First of all, here is a graph of the curve
http://www.wolframalpha.com/input/?i=plot+x+%3D+t%5E3+%2B+6t%2C++y+%3D+4t+-+t%5E2+
As you can see, when t = 0 , x = 0, y = 0
when t = 4, x = 88, y = 0
so our parameter will run form t = 0 to t = 4
in general the area would be
integral ( y ) dx from left boundary to right boundary
we want to sub values for y and for dx
x = t^3 + 6t
dx/dt = 3t^2 + 6
dx = (3t^2 + 6) dt
so Area = ∫y dx from t=0 to t=4
= ∫(4t-t^2)(3t^2 + 6) dt from 0 to 4
= ∫(12t^3 + 24t - 3t^4 - 6t^2) dt
= [ 3t^4 + 12t^2 - (3/5)t^5 - 2t^3 | from 0 to 4
= (768 + 192 - 614.4 - 128) - 0
= 217.6
check my arithmetic and work
Here is a youtube of a similar questions, although the author makes a silly error
https://www.youtube.com/watch?v=GDLZYp2U9g8
To find the area of the region below the parametric curve in the first quadrant, you can use the integral of the y-coordinate with respect to the x-coordinate.

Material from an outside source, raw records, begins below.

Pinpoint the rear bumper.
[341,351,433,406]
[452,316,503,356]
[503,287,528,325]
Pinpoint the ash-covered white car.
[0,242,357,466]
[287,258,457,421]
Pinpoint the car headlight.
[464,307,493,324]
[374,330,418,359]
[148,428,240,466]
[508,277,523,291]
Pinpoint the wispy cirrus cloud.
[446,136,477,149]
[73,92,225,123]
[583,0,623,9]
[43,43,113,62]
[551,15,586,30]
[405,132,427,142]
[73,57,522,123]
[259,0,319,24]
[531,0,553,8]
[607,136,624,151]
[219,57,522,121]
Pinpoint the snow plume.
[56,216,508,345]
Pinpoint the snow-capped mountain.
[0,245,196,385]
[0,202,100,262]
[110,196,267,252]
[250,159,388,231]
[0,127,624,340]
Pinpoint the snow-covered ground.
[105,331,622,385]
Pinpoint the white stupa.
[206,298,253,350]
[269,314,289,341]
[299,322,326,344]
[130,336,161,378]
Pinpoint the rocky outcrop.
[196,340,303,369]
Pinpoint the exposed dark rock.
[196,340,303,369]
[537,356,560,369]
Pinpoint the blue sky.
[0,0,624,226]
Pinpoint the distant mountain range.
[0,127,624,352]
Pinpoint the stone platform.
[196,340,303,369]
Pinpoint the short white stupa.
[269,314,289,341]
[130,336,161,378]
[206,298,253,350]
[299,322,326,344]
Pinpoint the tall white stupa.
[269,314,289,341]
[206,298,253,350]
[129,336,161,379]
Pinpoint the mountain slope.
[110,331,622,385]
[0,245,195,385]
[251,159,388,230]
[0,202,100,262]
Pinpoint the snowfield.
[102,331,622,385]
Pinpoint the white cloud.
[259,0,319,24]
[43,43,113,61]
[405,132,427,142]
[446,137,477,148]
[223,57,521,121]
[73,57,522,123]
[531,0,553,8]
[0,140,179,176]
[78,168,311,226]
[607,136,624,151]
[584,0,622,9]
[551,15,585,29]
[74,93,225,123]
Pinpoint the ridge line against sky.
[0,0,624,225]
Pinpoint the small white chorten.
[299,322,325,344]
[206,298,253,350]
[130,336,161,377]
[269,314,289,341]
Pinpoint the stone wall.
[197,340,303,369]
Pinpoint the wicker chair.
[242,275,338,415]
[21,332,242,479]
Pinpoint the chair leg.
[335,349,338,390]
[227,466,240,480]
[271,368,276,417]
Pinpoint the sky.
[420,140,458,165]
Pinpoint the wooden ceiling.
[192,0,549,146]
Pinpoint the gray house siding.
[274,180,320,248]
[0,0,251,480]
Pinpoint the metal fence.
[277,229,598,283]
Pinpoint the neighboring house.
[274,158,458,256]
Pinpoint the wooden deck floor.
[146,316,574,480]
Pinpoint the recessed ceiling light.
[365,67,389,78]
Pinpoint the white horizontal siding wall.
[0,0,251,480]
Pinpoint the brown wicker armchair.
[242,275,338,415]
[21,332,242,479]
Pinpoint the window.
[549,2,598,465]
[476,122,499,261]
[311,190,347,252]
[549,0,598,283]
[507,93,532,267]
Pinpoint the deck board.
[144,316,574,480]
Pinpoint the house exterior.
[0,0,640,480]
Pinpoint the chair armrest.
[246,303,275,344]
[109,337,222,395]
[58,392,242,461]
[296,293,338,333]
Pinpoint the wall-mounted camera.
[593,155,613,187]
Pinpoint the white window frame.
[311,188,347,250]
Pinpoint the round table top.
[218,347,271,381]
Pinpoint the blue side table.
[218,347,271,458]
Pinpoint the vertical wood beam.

First, let's find the range of values for t that correspond to the first quadrant. Since we want x and y to be positive, we can set up the inequalities:
0 ≤ x = t^3 + 6t
0 ≤ y = 4t - t^2
Solving the first inequality:
t^3 + 6t ≥ 0
t(t^2 + 6) ≥ 0
The value of t that satisfies this inequality is t ≥ 0.
Solving the second inequality:
4t - t^2 ≥ 0
t(4 - t) ≥ 0
The values of t that satisfy this inequality are 0 ≤ t ≤ 4.
So, we need to integrate the y-coordinate with respect to the x-coordinate over the range of x values:
∫[x₁, x₂] y dx
To find the limits of integration, we need to express x as a function of y. From the given parametric equations:
x = t^3 + 6t
t = (x - x^3/6)^(1/3)
Now, we can find the limits of integration by substituting the range of t values into the x expression:
x₁ = (0^3 + 6*0) = 0
x₂ = (4^3 + 6*4) = 88
So, the integral becomes:
∫[0, 88] y dx
Now, we need to express y as a function of x using the given parametric equations:
y = 4t - t^2
y = 4(x - x^3/6)^(1/3) - (x - x^3/6)^(2/3)
We can now integrate this expression with respect to x over the range [0, 88]:
Area = ∫[0, 88] (4(x - x^3/6)^(1/3) - (x - x^3/6)^(2/3)) dx
Evaluating this integral will give you the area of the region below the parametric curve in the first quadrant.